Protein Common Interface Database

Please refer to HELP section for using ProtCID web site.

Protein Common Interface Database

(Based on Pfam v34.)

ProtCID contains comprehensive, PDB-wide structural information on the interactions of proteins and individual protein domains with other molecules, including four types of interactions: chain interfaces, Pfam domain interfaces, Pfam-peptide interfaces and Pfam-ligand/nucleic acids interactions. A common interaction here indicates chain-chain or Pfam domain-domain interfaces that occur in different crystal forms or Pfam-peptide or Pfam-ligand interactions that occur in multiple homologous proteins.

Its main goal is to identify and cluster homodimeric and heterodimeric interfaces observed in multiple crystal forms of homologous proteins, and interactions of peptide and ligands in homologous proteins. Such interfaces and interactions, especially of non-identical proteins or protein complexes, have been associated with biologically relevant interactions [1]. For more details about the algorithm and benchmarking, please refers to our paper "Statistical Analysis of Interface Similarity in Crystals of Homologous Proteins." and the Help File.

Chain-chain interfaces [2]. All protein sequences in the PDB are assigned a "Chain Pfam architecture", which denotes the ordered Pfam assignments for that sequence, e.g. (Pkinase)_(SH2) or (Cyclin_N)_(Cyclin_C). Then we compare homodimeric interfaces in all crystals that contain a particular architecture, for instance (Pkinase)_(SH2), regardless of whether there are other protein types in the crystals. We also compare all interfaces between two different Pfam architectures in all PDB entries that contain them, e.g. (Pkinase) and (Cyclin_N)_(Cyclin_C). For both homodimers and heterodimers, the interfaces are clustered by a distance-weighted Jaccard-index metric (similarity score, Q score) based on shared residue-residue contacts across each interface.
Pfam domain-domain interfaces[3]. We use Pfam domains defined in our PDBfam database. PDB entries are grouped into Pfam pairs of individual Pfam domains from single and multi-domain proteins. This includes both same-Pfam pairs and diffferent Pfam pairs. One entry may belong to different Pfam pairs, if it contains more than one Pfam domains. Domain-domain interfaces are also clustered based on Q scores.

Search/Search.aspx.designer.cs

Pfam-peptide interfaces[3] are also clustered based on sharing Pfam hidden Markov models and RMSD of peptides. We also defined a set of Professional Peptide Binding Domains (PPBDs) which are not enzymes, repeats, and must have at least 3 human proteins that contain the domain in a cluster.
Pfam-ligand interactions[3] are the interactions between Pfam domains and all non-polymer molecules except water in the PDB, including DNA and RNA.

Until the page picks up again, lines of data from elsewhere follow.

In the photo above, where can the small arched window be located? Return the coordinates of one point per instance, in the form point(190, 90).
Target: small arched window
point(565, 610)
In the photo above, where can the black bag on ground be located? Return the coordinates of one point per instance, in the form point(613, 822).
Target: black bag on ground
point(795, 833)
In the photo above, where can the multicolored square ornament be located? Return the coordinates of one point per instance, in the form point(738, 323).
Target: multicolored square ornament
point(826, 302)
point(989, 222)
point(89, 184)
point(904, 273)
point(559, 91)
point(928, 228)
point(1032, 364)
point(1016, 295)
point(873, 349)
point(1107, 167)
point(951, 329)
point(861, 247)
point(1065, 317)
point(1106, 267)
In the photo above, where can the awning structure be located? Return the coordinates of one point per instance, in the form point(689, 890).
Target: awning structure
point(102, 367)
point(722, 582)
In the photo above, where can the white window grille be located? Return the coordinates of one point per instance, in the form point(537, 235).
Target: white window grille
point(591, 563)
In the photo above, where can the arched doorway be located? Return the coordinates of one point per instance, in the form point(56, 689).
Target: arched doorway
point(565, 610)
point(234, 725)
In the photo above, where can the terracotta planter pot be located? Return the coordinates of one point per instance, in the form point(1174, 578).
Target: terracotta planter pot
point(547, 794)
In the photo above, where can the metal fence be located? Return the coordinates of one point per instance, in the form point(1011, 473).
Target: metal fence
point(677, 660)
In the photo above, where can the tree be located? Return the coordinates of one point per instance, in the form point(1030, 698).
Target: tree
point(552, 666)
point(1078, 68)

We report the number of crystal forms that contain a common interface, the number of PDB entries, the number of PDB and PISA biological assembly annotations that contain the same interface, the average surface area, and the minimum sequence identity of proteins that contain the interface. We find that PDB and PISA are not always consistent in their biological assemblies in a homologous family, even when an interface is present in all crystal forms. Therefore, our data provide an independent check on publicly available annotations of biological interactions for PDB entries.

The clusters of chain interfaces and domain interfaces can be used to identify biological protein complexes, especially those weak interactions like the asymmetric homodimers of the EGFR kinase, the homodimer of cytosolic sulfotransferases and homodimer common to both H-RAS and K-RAS proteins. If a cluster contains at least one protein has been well validated as a homodimer but the cluster contains other proteins in the same family which have not been described as such. Hypotheses can be generated that these proteins function as same oligomer.

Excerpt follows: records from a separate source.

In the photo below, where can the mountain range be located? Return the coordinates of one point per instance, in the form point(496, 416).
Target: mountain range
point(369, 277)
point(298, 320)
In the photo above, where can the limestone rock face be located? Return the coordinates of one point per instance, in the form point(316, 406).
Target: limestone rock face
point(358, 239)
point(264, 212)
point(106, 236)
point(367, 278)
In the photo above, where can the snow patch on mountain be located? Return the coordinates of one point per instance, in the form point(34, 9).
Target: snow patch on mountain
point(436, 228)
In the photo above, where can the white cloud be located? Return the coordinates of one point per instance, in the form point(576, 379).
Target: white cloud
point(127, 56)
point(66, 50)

The clusters of Pfam-peptide and Pfam-ligand interactions can be used to develop hypotheses for the structures of other protein families within the same superfamilies (Clans).

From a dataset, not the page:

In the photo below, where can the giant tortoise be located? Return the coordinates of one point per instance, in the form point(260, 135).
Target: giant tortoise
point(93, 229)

You can search ProtCID in different inputs:

PDB Code. Searching by PDB code returns a list of PFAM architectures for each sequence of the entry. Selecting one or two PFAM architectures returns the interface clusters.
One PFAM ID or PFAM Accession Code. A list PDB of entries that contain the query PFAM is returned. Selecting one PDB ID from this list is similar to inputting a PDB code.
Two PFAM IDs or PFAM Accession Codes. Searching by a Pfam pair returns the common Pfam-Pfam domain interactions. A list PDB of entries that contain the query PFAM is returned. Selecting one PDB ID from this list is similar to inputting a PDB code.
One sequence. Input one sequence to find out the interactions between the input sequence and any sequences in the PDB. ProtCID assigns Pfams to the input sequence, returns interactions of Pfam architectures in the PDB.
Two sequences. Input two sequence to find out the interactions between two sequences. ProtCID assigns Pfams to the input sequences, returns interactions of Pfam architectures between the input sequences.
UniProt IDs. Input one or more UniProt IDs to find out the interactions and common interfaces among them. There are two types of interactions provided: Interfaces on Pfams and Interfaces on Structures. Structures-based interactions only contain the interfaces of these input proteins, while Pfams-based interactions return the interfaces of Pfams in these input proteins, also include the interfaces of homologous proteins in the same Pfams.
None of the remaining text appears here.